Il potenziamento dell'epicatechina nella secrezione di insulina stimolata dal glucosio nelle cellule INS-1 non dipende dalla sua attività antiossidante

Questa ricerca è stata pubblicata su acta pharmacologica sinica nel 2018. I risultati dello studio hanno rivelato che il composto epicatechina promuove la secrezione di insulina stimolata dal glucosio nelle cellule beta INS-1 compromesse dagli acidi grassi saturi attraverso l'attivazione della via CaMKII.

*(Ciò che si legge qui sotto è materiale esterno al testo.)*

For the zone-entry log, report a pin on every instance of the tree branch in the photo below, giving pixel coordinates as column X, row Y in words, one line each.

Un glicoside feniletanoide di Stevia rebaudiana Bertoni, appena scoperto, influisce sulla secrezione di insulina nelle cellule β dell'isoletta INS-1 di ratto

Questo articolo pubblicato su Molecules (2019) propone che un nuovo composto naturale, il glicoside feniletanoide, influisce sulla secrezione di insulina nelle cellule di insulinoma di ratto INS-1 e ha quindi un potenziale antidiabetico.

La loureirina B promuove la secrezione di insulina attraverso le vie GLP-1R e AKT/PDX1

Questa ricerca è stata pubblicata sull'European Journal of Pharmacology (2022). Lo studio propone che Loureirin B, un prodotto naturale, aumenti la secrezione di insulina nelle cellule beta pancreatiche INS-1 attraverso la modulazione delle vie AKT/PDX1 e GLP-1R.

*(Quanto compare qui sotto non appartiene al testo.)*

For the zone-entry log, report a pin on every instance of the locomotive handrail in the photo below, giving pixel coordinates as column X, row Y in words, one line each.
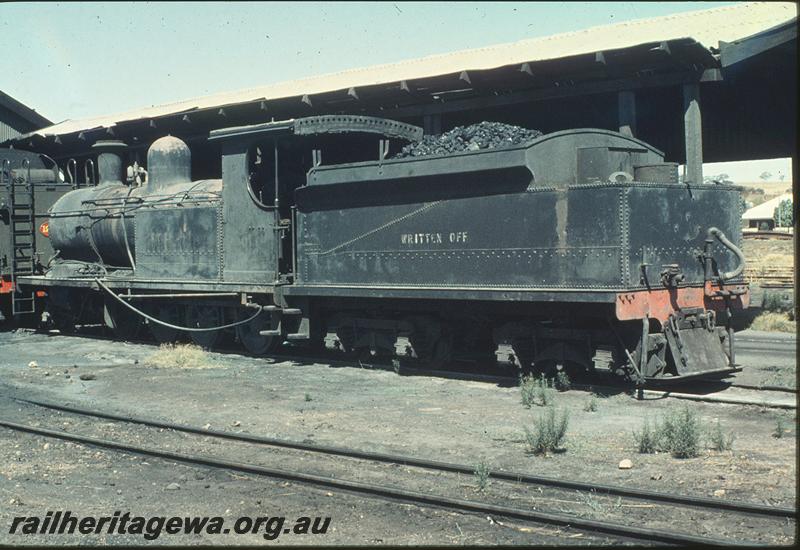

Attività antitumorali in vitro di Withania coagulans contro cellule tumorali HeLa, MCF-7, RD, RG2 e INS-1 e analisi fitochimica

Questo articolo di Integrative Medicine Research (2018) ha valutato il potenziale antitumorale dell'estratto di Withania coagulans utilizzando cellule tumorali INS-1.

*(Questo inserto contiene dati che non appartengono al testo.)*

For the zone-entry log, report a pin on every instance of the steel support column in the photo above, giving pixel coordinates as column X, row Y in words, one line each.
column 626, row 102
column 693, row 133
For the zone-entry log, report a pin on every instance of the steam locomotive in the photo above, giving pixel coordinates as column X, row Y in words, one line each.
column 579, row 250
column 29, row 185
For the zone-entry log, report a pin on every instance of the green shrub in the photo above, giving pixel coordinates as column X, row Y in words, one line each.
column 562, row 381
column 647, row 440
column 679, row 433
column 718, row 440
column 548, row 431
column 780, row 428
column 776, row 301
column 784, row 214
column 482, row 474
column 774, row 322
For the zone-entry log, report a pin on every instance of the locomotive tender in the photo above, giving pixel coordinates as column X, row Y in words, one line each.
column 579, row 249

6. Risorse per la linea cellulare INS-1: Protocolli, video e altro

Ecco alcune risorse online relative alle cellule INS-1:

Il seguente link contiene il protocollo di coltura delle cellule INS-1:

  • Linea cellulare INS-1: Questo sito web contiene tutte le informazioni sulla coltura cellulare INS-1. Include informazioni sulla coltura delle cellule INS-1 e sui terreni di congelamento, protocolli per la subcultura e la gestione delle colture INS-1 crioconservate e proliferative.

Riferimenti

  1. Acosta-Montalvo, A., et al., Espressione e secrezione di peptidi derivati dal proglucagone in cellule di insulinoma INS-1 di ratto. Front Cell Dev Biol, 2020. 8: p. 590763.
  2. Park, J.E. e J.S. Han, Un estratto di Portulaca oleracea L. promuove la secrezione di insulina attraverso una via dipendente dal canale K+ ATP nelle β-cellule pancreatiche INS-1. Nutrition Research and Practice, 2018. 12(3): p. 183.
  3. Fang, H., et al., Loureirin B promuove la secrezione di insulina attraverso le vie GLP-1R e AKT/PDX1. European Journal of Pharmacology, 2022. 936: p. 175377.
  4. Duan, J., et al., La swietenina e lo swietenolide da Swietenia macrophylla king migliorano la secrezione di insulina e attenuano l'apoptosi nelle cellule INS-1 indotte da H2O2. Tossicologia ambientale, 2022. 37(11): p. 2780-2792.
  5. Mo, F.-F., et al., Effetto antidiabetico della loganina attraverso l'inibizione della traslocazione nucleare di FOXO1 tramite la via di segnalazione PI3K/Akt nelle cellule INS-1. Iranian Journal of Basic Medical Sciences, 2019. 22(3): p. 262.